To date, Dr. Leyre Gomez has published 30 scientific articles of high impact and holds a h-index=20. She also serves as reviewer in different peer-reviewed journals.
Project
Development of photonic sensors using Metal-Organic Frameworks (MOFs) for environmental monitoring
Environmental monitoring has experienced a significant progress in the last decades and, nowadays, we account with extremely accurate and sensitive analytical procedures (i.e. chromatographic techniques). However, these methods are limited to centralized laboratories, require expensive instrumentation, are time consuming, and need of trained personnel. On-site and real-time evaluation of contaminants is vital to manage environmental degradation and to protect the human health of the consequences. The aim of this project is to combine the knowledge of two important topics, MOFs (Metal Organic Frameworks) and photonic sensors, to open a new research line on the design of easy-to-use highly sensitive sensors for in-situ and real-time monitoring of pollutants (air and water).
MOFs, metal ions/clusters connected through multifunctional organic linkers forming tuneable cavities, are a promising porous material for the selective adsorption of hazardous substances. They have recently been used for the successful detection of environmental contaminants including heavy metals, organic compounds, and toxic gases as luminescence, electrochemical, colorimetric, and field-effect transistors. Prof. Daniel Maspoch leads the NanoUp group which has a vast experience on MOFs.

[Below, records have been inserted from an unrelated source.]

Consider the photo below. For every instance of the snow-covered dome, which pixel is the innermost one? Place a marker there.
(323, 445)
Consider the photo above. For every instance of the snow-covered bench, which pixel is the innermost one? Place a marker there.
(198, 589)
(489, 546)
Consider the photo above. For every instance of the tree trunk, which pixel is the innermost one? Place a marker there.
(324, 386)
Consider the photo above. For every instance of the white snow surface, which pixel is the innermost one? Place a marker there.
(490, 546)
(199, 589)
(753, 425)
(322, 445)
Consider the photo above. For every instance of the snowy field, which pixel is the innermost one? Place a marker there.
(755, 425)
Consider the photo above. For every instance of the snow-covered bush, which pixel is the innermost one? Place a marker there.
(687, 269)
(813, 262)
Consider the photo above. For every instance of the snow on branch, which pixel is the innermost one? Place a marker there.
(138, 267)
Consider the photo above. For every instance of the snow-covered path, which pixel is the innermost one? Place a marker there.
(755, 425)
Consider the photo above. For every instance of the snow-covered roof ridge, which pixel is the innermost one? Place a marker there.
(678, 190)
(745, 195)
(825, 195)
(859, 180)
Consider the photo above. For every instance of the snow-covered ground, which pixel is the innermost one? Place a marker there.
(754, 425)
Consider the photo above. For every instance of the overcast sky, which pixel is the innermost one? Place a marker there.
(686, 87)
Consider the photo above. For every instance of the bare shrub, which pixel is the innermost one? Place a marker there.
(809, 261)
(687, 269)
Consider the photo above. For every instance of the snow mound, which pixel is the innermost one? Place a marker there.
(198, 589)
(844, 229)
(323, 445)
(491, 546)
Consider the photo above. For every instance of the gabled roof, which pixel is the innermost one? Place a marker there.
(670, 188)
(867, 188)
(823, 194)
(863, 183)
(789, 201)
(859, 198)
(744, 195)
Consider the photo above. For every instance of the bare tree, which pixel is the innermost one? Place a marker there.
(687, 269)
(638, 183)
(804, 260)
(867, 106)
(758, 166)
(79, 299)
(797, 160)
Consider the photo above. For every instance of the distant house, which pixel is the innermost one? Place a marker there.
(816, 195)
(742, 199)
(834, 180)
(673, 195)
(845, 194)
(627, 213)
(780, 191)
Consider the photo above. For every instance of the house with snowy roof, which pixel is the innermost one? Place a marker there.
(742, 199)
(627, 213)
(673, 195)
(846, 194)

Optical sensors operating by interferometric waveguide arrangements are among the most sensitive devices which is essential to avoid amplification and pre-concentration steps. In this type of detectors, when a selective molecule is recognized by the receptor layer, it is immobilized onto the waveguide surface inducing a local shift of the refractive index. This change can be detected, as it affects the properties of the propagating light through the sensor, and subsequently correlated with the analyte concentration. The group headed by Prof. Laura Lechuga has previously developed a highly sensitive biosensor device based on this principle, a bimodal waveguide (BiMW) interferometer with a limit of detection close to 1 x 10-8 refractive index units (RIU). This optical sensor uses a monochromatic visible light coupled into the photonic chip trough a single mode input waveguide (fundamental mode) which is then split between two guided modes (fundamental and the first order mode) with the same polarization trough an interface with a step junction in the waveguide geometry. It is a simple design easy to manufacture and moreover, they support miniaturization and are compatible with microfluidics.
By combining the expertise of MOFs and BiMW, we will develop a new generation of optical sensors (robust, stable, easy-to-use, sensitive, real-time and in-situ monitoring) for environmental control and pollutants detection (heavy metals, pesticides, drugs, N2O, etc.).